As soon as Christian Turner, the United Kingdom's High Commissioner to Pakistan, announced the British government's decision to add Pakistan to its so-called red list thereby banning incoming travel to England from next week, citing coronavirus "variants of concern", a debate was stirred on Twitter.
Turner, on the behalf of his government, had disclosed on Friday that a ban on visitors from Kenya, Bangladesh, the Philippines, and Pakistan would enter force at 0300 GMT on April 9. As a result of this ban, the UK and Irish nationals and those with UK residence rights traveling from those countries will have to quarantine in hotels for 10 days.
The driving factor behind these new restrictions is allegedly new data showing increased risks of importing coronavirus "variants of concern". However, this ban seems arbitrary and driven by a direct impact of populist nationalism on public health where the immigrant 'others' from developing countries are to bear the burnt.
Maybe the Federal Minister for Planning and Development Asad Umar caught on to this ploy of pandemic politics and therefore took to Twitter to share a letter written by Naz Shah, a Member of Parliament of the United Kingdom, to Dominic Raab, the Secretary of State for Foreign, Commonwealth & Development Affairs.
In this aforementioned letter, Shah questioned, and rightly so, if the decision to include Pakistan on the red list was taken on the basis of scientific evidence or was an autocratic one. Shah asked why the ban was not extended to France, Germany, and India "despite having a higher number of infections per 100,000" as compared to Pakistan.
In her letter, the UK MP for Bradford West also shed light on how new variants or the South African variant is not a concern in Pakistan but has caused a ruckus in European countries.
The federal minister, while sharing a copy of the letter, raised concerns about how the move raises suspicions about whether the decision was taken out of concern for public health. In his tweet, Umar said:
"Every country has a right to make decisions to safeguard the health of their citizens. However, the recent decision by the UK govt to add some countries including Pakistan to the red list raises a legitimate question of whether the choice of countries is based on science or foreign policy."
Umar's argument is not based on suspicion or a self-imposed victim narrative but on the patterns that have emerged during this one year of the global pandemic -- patterns that have further widened the already existing gaps between the Global North and South in a way that global positionality has turned out to be detrimental to this public health crisis.
For instance, the USA did not face any remarkable or lasting restrictions from any of the developed countries let alone developing countries despite the fact that it alone is responsible for over a quarter of each of COVID‐19 infections and deaths globally, although the US population represents only 4.25% of the global population.

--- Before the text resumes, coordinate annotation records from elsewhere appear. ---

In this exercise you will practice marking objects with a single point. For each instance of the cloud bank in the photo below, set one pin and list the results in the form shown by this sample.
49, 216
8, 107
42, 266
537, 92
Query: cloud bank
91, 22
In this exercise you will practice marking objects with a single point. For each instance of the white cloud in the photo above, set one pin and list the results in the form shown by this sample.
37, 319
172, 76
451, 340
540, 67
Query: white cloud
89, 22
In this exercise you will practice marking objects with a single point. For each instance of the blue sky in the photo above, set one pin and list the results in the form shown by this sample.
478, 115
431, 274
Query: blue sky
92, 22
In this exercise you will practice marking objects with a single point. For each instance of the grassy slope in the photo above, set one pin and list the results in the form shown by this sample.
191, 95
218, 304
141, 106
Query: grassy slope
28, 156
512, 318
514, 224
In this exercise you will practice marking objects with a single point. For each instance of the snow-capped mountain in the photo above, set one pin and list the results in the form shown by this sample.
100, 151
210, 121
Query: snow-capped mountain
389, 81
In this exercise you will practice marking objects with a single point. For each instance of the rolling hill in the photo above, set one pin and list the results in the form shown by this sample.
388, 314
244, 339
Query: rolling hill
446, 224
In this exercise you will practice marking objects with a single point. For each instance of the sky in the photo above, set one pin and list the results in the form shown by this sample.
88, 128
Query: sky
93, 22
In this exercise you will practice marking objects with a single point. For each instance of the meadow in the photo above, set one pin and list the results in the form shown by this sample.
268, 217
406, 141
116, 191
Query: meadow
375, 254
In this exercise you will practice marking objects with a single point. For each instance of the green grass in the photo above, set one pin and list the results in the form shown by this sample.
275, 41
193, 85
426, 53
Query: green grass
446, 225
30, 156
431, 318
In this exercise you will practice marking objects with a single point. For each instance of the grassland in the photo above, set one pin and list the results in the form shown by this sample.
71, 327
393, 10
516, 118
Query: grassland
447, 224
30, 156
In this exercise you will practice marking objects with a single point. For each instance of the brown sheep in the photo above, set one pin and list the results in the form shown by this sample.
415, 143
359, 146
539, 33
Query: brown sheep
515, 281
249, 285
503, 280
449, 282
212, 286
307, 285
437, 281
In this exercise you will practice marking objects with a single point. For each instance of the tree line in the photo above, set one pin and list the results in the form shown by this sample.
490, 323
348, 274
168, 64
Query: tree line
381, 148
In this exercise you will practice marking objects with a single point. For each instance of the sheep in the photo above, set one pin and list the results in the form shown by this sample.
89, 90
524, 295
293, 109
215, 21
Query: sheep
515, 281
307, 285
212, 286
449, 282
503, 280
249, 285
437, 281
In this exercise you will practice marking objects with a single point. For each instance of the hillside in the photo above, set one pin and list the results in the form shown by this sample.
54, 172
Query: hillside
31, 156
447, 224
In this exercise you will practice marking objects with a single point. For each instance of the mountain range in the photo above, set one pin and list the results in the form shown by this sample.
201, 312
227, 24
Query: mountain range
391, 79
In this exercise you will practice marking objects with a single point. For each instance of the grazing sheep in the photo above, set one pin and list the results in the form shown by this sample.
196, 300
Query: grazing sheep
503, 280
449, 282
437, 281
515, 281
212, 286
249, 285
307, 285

When the pandemic began, how it impacted countries worldwide, and how different countries responded to it, should have opened new pathways for the developing countries to be viewed with a new and unbiased lens -- given that most developing countries did respond better to the containment of virus as compared to many developed countries.
However, our so-called political alliances and geopolitical fissures again got the best of us and Global South was once again reduced to be a scapegoat amid the rising nationalistic sentiments and trends in the public health policy. In this madness of states needing to fend for themselves but also to not offend the global powers, we let sanity and caution slide. And developing nations bear the most losses. This new ban by the UK government is no exception.
These health policies by countries ranked higher in the global order also tell us a lot about how developing countries are viewed from their powerful yet snobbish perspective: disorganized, incapable, and maybe disoriented in their dealing with public health crisis. A good example to support this argument would be to understand how badly Niall McCarthy's chart on 'best and worst prepared countries for an epidemic' aged.
David Miliband, the head of the International Rescue Committee, was right when he said, “the pandemic is a powerful reminder of two things: the shared challenges of our global village, and the deep inequalities we must grapple with to fight them."
Unfortunately, the rampant inequalities in today's world order are the main ingredient for the politics of public health amid pandemic. The new ban by the UK government should support the argument, the most ironic thing about which is that Pakistan is currently struggling with the UK variant of the coronavirus.